Peki, sınırlı anlayışıyla bir Büyük Şeytan'ın düşüncelerini ve seçimlerini nasıl kolayca tahmin edebilmişti?
Üstelik bazı tarihi kitaplara göre Mistik Hekate, Yedi Büyük Şeytan arasında en esrarengiz ve eksantrik olarak da biliniyordu.
Gehenna'nın uzun yıllar süren varlığı boyunca Mistik Hekate'nin üç yüzü gösterdiği söyleniyordu. Bazen kötü biriydi. Bazen iyiydi. ve bazen kararlarında tarafsızdı.

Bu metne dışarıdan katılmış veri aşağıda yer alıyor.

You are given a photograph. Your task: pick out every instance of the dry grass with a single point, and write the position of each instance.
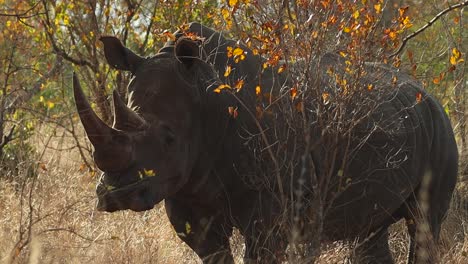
(65, 228)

Doğa değişiminin hiçbir ritmi yoktu; o kesinlikle tahmin edilemezdi.
Bununla birlikte, Hekate son üç yüz yılda insanlığa karşı neredeyse hiç kötülük göstermemişti.
Üç yüz yıl önceki Kutsal Savaş çoğunlukla Büyük Şeytanlar tarafından başlatılmıştı: Ölümsüz Balmodan, Kudretli Helcan ve Uğursuz Abaddon.

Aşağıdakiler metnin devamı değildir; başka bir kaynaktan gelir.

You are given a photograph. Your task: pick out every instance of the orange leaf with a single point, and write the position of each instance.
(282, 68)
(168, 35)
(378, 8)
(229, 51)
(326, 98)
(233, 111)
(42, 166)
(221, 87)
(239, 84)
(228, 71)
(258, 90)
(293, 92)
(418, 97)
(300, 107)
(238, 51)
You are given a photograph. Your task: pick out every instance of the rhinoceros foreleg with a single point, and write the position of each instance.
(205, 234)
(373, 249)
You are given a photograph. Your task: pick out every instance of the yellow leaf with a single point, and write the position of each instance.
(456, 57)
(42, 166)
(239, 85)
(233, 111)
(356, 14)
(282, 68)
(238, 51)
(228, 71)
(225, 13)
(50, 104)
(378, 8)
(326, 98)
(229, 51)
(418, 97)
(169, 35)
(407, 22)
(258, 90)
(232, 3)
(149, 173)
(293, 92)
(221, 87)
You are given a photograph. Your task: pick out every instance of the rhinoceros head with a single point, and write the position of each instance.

Öte yandan, Mistik Hekate, Büyüleyici Astarte, Kurnaz Mephistopheles ve Yüce Thanatos'un, en azından imparatorluk başkentindeki bazı dedikoducuların sözlerine göre, Kutsal Savaş'a çok az katılımı vardı.
Kızıl Ejder Klanının bile bundan haberi yoktu.
Ejderha lordlarının Gehenna'yı bilmelerine rağmen bilgileri geçmişle sınırlıydı. ve dünyadan izole oldukları için bilgilerinin güncelliğini yitirdiğini söylemek pek de abartılı değildi.
Öte yandan Büyük Ratholos İmparatorluğu, Pangea'nın her yerinden gelen savaşçıların sıcak noktasıydı. Her ne kadar ağı, diğer ülkelerle ticaret eksikliği nedeniyle Kutsal Şövalye İmparatorluğu'ndan daha düşük olsa da, ona akan bilgi de daha az değildi.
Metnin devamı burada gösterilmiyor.